SUMMARY OF COMMON WEIGHT LOSS SUPPLEMENTS
ARE THEY SAFE?
While some weight loss supplements are relatively harmless, others have been shown to be associated with notable adverse effects [8, 50]. An important example of the latter are supplements containing the herb “ephedra” (or the active ingredient: ephedrine alkaloids). Ephedra was a popular (and seemingly effective) weight loss aid before it was found to be associated with significant adverse effects, including heart attacks, psychiatric symptoms, and death [51-53]. Because of this, supplements containing ephedrine alkaloids have been banned in the United States [54-55].
Other popular weight loss supplements have also been associated with adverse effects. Examples include:
- Green tea and Garcinia cambogia products may be associated with liver damage [1, 56].
- Chitosan, Glucomannan, Guar Gum, and PGX have been associated with gastrointestinal symptoms such as diarrhea, constipation, bloating, and nausea [8, 26, 40].
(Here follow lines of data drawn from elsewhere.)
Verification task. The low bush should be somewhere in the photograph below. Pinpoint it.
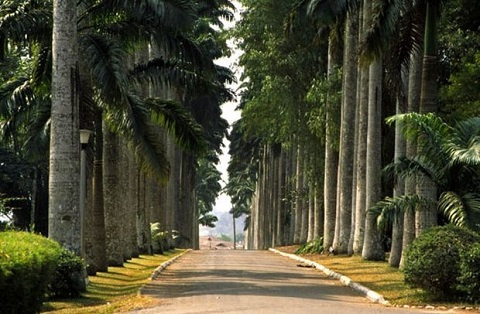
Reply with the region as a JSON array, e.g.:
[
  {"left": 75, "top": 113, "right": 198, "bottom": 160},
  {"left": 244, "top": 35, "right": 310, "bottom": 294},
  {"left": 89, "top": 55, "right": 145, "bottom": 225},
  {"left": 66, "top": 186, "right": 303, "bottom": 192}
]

- Citrus aurantium (Bitter Orange) has been associated with headache, anxiety, and elevated heart rate .
Given the apparent lack of clinical benefit from most weight loss aids, a systematic review of the adverse effects of weight loss supplements concluded that “…the reported risks are sufficient to shift the risk-benefit balance against the use of most of the reviewed herbal weight-loss supplements” . Similarly, another systematic review noted that given the lack of convincing evidence for most weight loss aids, “even minor adverse events shift the delicate risk-benefit balance against their use” . Thus, while most adverse effects may be mild, the absence of benefit for most weight loss supplements likely makes them not worth the risk.
For more information about the risks of herbal products (including weight loss supplements), please see: Herbalism
TOO LONG; DIDN'T READ!
There is little to no reliable evidence to support the use of most weight loss supplements. Those supplements that have been shown to promote weight loss usually produce effects that are so small that they are probably not relevant for consumers. In other words, the amount of weight lost would either not be noticeable or would not actually improve one’s health.